Наши мальчики — веселые и беззаботные, сверкавшие черными очами на балах и саблями на дуэлях, — все они полегли вдоль берегов Красной Реки, а тех, кто выжил, ждали заброшенные, кишевшие мародерами плантации.
Некоторым, конечно, повезло больше. Как Жерару и Гийому Мерсье, нашим соседям из «Малого Тюильри». В отличие от младшего Гастона, павшего в битве при Батон-Руже, они вернулись домой живыми и невредимыми. А поскольку благополучие в их семье ценилось выше чести, они стали одними из первых, кто принес клятву верности северянам. Мистеру Линкольну тоже хотелось подслащивать кофе сахаром, причем считать сахар ложками, а не по крупицам, поэтому бывшим плантаторам оставили земли. Лишь бы и дальше снабжали Север столь необходимым сладким продуктом.
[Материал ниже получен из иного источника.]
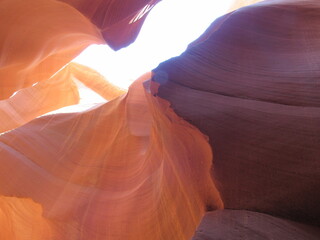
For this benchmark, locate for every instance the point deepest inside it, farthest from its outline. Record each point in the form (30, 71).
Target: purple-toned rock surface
(253, 86)
(240, 224)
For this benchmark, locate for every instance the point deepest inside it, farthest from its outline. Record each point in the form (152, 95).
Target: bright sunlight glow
(167, 31)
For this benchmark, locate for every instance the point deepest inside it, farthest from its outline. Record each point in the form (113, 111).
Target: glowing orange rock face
(130, 169)
(37, 39)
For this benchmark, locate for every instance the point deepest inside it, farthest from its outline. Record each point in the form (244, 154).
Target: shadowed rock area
(253, 87)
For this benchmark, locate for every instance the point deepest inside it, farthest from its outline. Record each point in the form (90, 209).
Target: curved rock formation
(132, 168)
(252, 86)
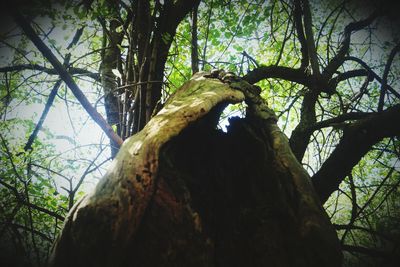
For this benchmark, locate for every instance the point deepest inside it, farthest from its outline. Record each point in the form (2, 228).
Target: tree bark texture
(181, 193)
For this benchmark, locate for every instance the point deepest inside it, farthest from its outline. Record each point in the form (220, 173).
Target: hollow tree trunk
(181, 193)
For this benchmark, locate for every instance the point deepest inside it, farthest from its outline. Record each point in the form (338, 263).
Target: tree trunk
(181, 193)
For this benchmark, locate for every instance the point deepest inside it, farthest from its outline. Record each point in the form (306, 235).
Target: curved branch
(280, 72)
(66, 77)
(357, 140)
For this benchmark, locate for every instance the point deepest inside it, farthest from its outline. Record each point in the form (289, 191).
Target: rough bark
(181, 193)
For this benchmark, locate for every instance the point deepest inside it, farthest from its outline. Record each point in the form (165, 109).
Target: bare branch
(29, 31)
(358, 138)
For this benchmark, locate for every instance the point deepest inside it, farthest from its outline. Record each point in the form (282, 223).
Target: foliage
(39, 185)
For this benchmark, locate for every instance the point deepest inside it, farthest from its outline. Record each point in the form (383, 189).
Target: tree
(180, 191)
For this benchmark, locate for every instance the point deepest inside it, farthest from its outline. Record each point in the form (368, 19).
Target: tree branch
(280, 72)
(65, 76)
(357, 140)
(71, 70)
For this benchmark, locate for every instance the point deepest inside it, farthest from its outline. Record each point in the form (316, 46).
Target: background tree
(329, 71)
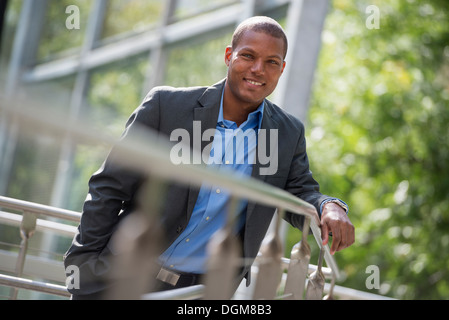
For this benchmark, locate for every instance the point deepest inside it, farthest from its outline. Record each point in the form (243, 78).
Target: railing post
(269, 275)
(315, 286)
(135, 245)
(27, 228)
(299, 266)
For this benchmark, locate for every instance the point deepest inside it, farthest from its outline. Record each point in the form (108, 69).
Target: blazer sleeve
(300, 181)
(111, 191)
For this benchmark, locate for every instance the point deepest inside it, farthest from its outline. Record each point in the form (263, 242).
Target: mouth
(254, 82)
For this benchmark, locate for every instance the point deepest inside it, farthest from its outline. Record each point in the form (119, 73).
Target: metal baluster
(270, 271)
(330, 295)
(316, 282)
(27, 228)
(299, 266)
(135, 245)
(224, 253)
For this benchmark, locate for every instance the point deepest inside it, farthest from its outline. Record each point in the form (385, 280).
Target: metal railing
(153, 161)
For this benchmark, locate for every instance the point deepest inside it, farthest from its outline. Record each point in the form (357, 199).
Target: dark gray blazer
(112, 189)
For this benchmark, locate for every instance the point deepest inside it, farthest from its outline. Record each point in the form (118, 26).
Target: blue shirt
(233, 148)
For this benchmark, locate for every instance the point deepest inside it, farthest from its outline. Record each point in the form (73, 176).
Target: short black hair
(260, 24)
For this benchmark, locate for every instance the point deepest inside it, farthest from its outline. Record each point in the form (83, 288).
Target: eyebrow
(269, 57)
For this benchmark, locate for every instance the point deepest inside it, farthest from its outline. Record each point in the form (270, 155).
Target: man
(231, 108)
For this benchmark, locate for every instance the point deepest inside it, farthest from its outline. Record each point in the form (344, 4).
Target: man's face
(254, 67)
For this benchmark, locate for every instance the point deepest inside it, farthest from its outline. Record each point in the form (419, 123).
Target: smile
(255, 83)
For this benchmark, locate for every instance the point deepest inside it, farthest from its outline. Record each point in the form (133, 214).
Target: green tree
(378, 138)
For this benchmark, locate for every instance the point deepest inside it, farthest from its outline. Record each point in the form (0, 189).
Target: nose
(258, 67)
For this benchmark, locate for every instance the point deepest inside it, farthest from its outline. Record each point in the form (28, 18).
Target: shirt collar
(254, 117)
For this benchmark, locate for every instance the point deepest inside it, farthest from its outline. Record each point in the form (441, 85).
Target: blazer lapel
(268, 123)
(206, 114)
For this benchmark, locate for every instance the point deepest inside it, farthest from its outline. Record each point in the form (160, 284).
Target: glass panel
(133, 16)
(114, 92)
(56, 38)
(198, 64)
(188, 8)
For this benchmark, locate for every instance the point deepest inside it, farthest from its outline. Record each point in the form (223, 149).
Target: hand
(334, 219)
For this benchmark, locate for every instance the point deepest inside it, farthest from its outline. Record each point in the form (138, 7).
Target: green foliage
(378, 138)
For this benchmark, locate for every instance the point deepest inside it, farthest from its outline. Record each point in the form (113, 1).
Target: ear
(283, 67)
(228, 55)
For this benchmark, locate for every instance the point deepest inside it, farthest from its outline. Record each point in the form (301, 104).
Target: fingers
(342, 233)
(324, 234)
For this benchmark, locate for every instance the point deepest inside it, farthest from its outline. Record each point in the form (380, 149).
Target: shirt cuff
(330, 199)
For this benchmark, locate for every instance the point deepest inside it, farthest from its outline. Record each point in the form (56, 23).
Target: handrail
(21, 283)
(36, 208)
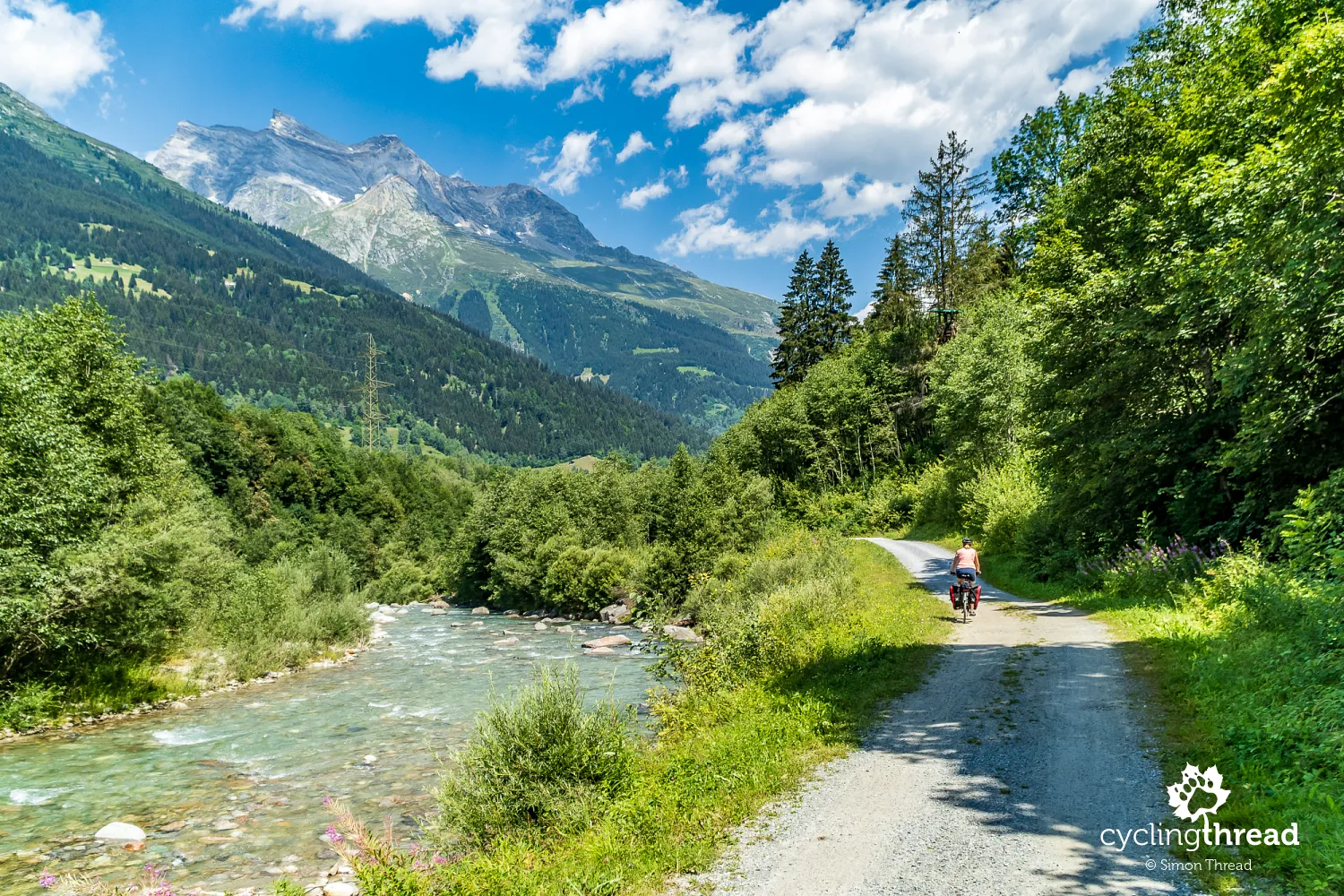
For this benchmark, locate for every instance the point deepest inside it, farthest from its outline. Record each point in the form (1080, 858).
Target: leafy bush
(540, 762)
(1000, 501)
(1312, 532)
(585, 578)
(1152, 570)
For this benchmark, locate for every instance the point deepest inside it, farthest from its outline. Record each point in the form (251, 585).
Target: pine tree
(943, 220)
(895, 301)
(795, 323)
(832, 323)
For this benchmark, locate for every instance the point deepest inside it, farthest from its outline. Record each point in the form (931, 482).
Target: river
(230, 790)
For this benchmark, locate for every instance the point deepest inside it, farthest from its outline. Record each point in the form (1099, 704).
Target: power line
(371, 384)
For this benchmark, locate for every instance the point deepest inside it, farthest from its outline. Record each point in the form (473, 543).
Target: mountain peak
(290, 128)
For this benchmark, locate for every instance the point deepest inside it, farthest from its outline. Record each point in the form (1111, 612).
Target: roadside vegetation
(811, 637)
(1116, 362)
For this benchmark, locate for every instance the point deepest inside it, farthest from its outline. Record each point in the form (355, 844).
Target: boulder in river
(120, 831)
(609, 641)
(616, 614)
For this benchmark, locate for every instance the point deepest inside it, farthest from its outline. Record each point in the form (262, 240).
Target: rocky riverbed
(228, 788)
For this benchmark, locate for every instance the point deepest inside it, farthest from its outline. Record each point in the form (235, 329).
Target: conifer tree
(943, 214)
(795, 323)
(895, 301)
(832, 322)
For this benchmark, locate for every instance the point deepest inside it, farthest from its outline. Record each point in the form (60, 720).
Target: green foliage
(814, 320)
(231, 312)
(1312, 532)
(980, 384)
(539, 761)
(142, 521)
(1247, 662)
(580, 540)
(720, 754)
(1190, 343)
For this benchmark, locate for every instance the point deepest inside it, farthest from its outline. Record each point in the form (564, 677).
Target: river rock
(616, 614)
(609, 641)
(120, 831)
И Мерсье вновь начали выращивать тростник, тем более что на плантации оставались освобожденные негры. Податься тем все равно было некуда.
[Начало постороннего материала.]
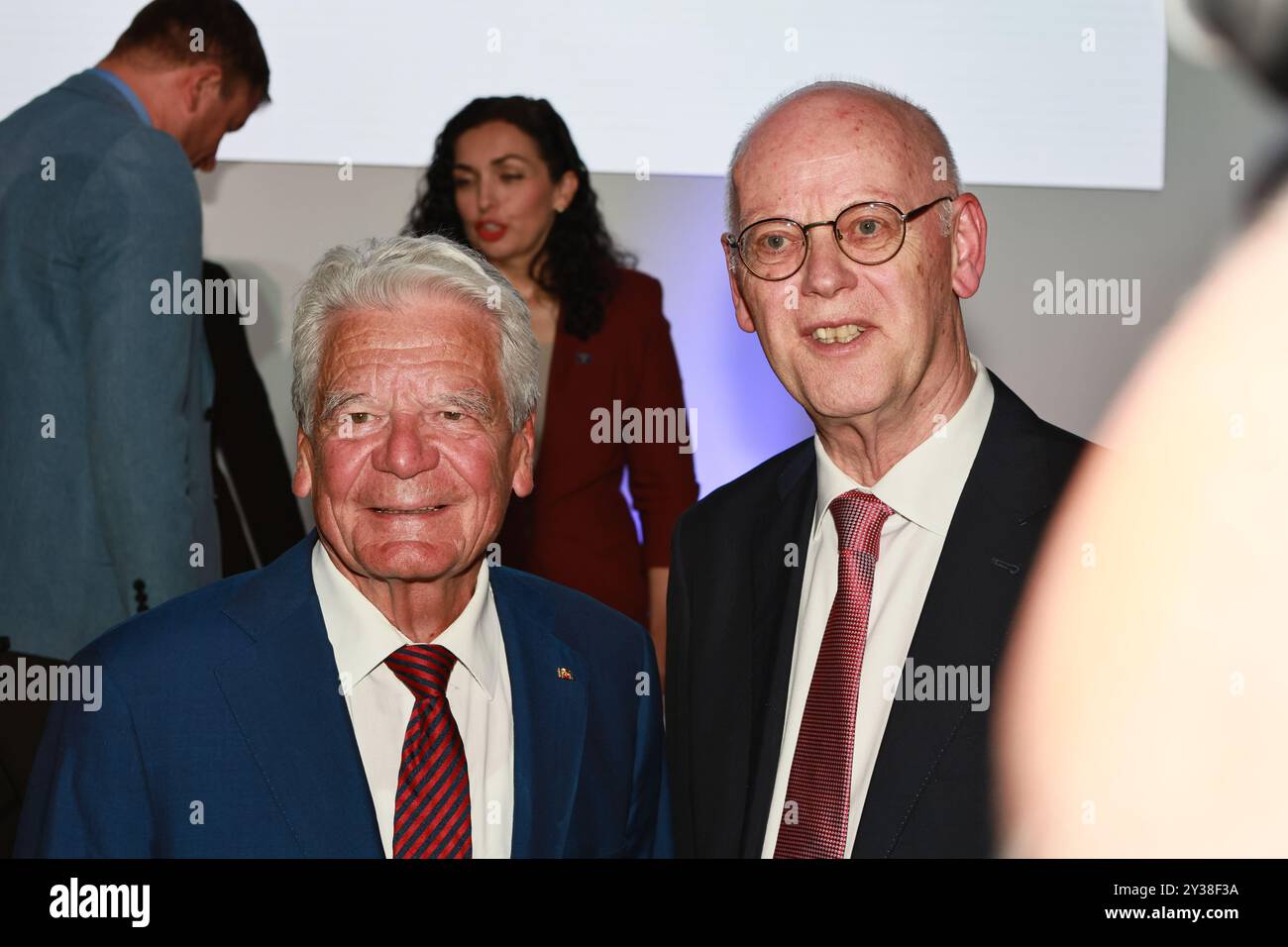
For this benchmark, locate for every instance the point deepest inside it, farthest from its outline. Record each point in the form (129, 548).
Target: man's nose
(410, 447)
За исключением моральных терзаний, кои причиняла им отмена рабства, дела у Мерсье шли хорошо. Так хорошо, что Жерар вспомнил о том, что мы с ним обручены с самого детства, и начал подумывать о женитьбе. Почему бы не слить воедино наши капиталы? Но я потеряла его прежде, чем он успел назвать меня своей женой. Мне даже не пришлось носить по нему траур.
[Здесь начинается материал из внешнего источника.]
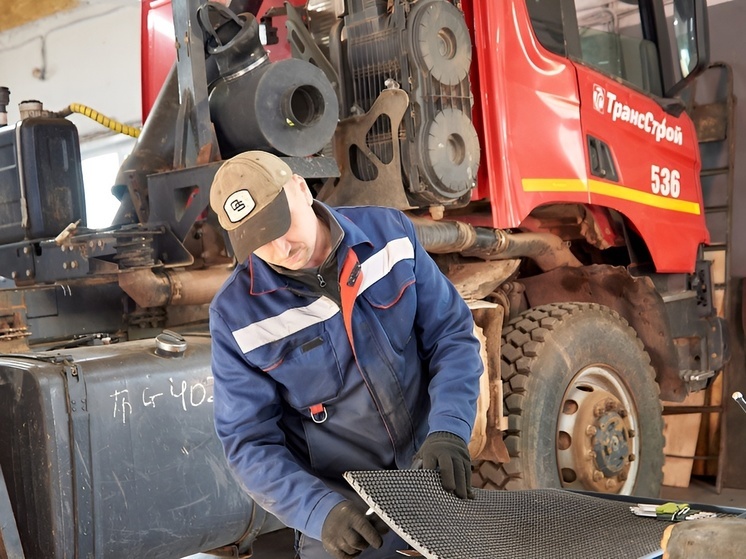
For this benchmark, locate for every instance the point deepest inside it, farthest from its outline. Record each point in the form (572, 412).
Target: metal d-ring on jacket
(295, 407)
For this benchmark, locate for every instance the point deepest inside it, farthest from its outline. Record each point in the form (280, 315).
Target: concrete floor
(279, 545)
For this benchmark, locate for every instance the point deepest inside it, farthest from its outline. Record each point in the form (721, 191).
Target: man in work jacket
(337, 345)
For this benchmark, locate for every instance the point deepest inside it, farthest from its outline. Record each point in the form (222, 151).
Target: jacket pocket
(393, 301)
(308, 372)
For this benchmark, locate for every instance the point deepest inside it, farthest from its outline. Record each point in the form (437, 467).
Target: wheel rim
(597, 442)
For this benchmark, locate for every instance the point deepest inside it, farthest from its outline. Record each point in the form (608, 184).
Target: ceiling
(21, 12)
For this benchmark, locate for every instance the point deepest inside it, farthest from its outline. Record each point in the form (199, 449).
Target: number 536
(665, 181)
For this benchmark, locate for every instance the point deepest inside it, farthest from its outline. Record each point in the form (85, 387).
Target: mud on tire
(582, 404)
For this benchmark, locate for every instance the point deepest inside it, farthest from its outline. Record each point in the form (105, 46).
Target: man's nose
(281, 246)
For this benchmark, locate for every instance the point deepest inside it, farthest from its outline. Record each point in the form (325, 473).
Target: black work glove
(347, 532)
(448, 453)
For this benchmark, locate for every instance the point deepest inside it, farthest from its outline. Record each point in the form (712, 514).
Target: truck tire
(582, 404)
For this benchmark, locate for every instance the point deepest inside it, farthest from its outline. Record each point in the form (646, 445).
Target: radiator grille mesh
(531, 524)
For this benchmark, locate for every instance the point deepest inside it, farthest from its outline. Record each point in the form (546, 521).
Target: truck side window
(611, 40)
(546, 20)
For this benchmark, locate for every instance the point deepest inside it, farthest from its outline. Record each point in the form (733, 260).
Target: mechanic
(337, 344)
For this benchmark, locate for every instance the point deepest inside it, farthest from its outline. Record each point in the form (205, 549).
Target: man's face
(295, 249)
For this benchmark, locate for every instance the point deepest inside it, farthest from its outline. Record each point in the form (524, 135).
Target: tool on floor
(738, 397)
(670, 512)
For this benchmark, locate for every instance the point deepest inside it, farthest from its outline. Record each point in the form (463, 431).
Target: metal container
(110, 451)
(41, 179)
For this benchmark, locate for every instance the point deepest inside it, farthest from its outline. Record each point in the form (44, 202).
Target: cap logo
(238, 205)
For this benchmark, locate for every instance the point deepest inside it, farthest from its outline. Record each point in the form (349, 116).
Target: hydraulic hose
(101, 119)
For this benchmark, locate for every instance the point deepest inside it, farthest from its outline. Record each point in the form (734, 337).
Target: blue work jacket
(296, 406)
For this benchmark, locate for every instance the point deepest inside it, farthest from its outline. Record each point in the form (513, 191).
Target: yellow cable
(104, 120)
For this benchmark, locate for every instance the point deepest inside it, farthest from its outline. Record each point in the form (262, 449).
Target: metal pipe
(150, 289)
(547, 250)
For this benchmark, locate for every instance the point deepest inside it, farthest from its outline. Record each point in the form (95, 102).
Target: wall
(88, 55)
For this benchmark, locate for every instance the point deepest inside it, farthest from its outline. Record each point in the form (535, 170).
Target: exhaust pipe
(547, 250)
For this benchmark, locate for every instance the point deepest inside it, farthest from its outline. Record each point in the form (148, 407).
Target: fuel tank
(110, 451)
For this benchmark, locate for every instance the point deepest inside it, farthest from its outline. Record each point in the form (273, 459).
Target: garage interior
(62, 52)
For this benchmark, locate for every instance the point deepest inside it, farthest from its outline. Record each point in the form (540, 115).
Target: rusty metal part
(151, 289)
(705, 538)
(596, 445)
(547, 250)
(153, 152)
(352, 133)
(489, 444)
(635, 299)
(476, 280)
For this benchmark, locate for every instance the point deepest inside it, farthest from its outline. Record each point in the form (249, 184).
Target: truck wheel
(582, 404)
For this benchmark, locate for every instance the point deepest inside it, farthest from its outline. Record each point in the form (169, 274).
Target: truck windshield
(654, 47)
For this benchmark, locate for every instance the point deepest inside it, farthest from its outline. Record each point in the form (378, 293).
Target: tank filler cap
(170, 344)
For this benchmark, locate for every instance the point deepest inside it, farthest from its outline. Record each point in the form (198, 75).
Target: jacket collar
(266, 280)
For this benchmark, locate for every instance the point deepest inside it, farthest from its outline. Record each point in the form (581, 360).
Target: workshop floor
(279, 545)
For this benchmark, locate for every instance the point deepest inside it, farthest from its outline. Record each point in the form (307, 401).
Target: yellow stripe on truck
(613, 191)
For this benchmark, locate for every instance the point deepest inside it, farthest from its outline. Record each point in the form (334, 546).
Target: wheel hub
(610, 444)
(595, 446)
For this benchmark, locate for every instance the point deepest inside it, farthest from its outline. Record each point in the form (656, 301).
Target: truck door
(642, 151)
А после гибели Жерара и его брата в нашей округе перевелись холостяки с доходом. Так что тетя Иветт — моя последняя надежда.
Наше судно плавно скользит к пристани. Впереди виднеется зубчатая линия крыш, из которой выламывается островерхая громада — церковь Святого Николая, судя по путеводителю. Издали ее шпиль похож на хорошо заточенный карандаш.
Когда нас выпускают, мы бежим по сходням, обгоняя носильщиков. На причале не протолкнуться. Мужчины и женщины всех оттенков кожи громко разговаривают, стараясь перекричать соседа. Мимо взрослых, ловко уворачиваясь от затрещин, носятся взапуски чумазые дети и верещат как резаные. Слышится писк младенцев и — непонятно откуда! — квохтанье кур. Но несмотря на оглушающий, с ума сводящий гвалт, целые семьи спят на чемоданах, подложив под голову пухлые узлы с одеждой.
Эмигранты. Готовятся к отплытию на остров Эллис, в Америку, за лучшей долей. Не то что мы.
Нас окликает тот милый стюард, и по взмаху его белой перчатки носильщик опускает на землю чемоданы. Замечаю, что помечены оба только моими инициалами. Вот на таких мелочах ничего не стоит засыпаться!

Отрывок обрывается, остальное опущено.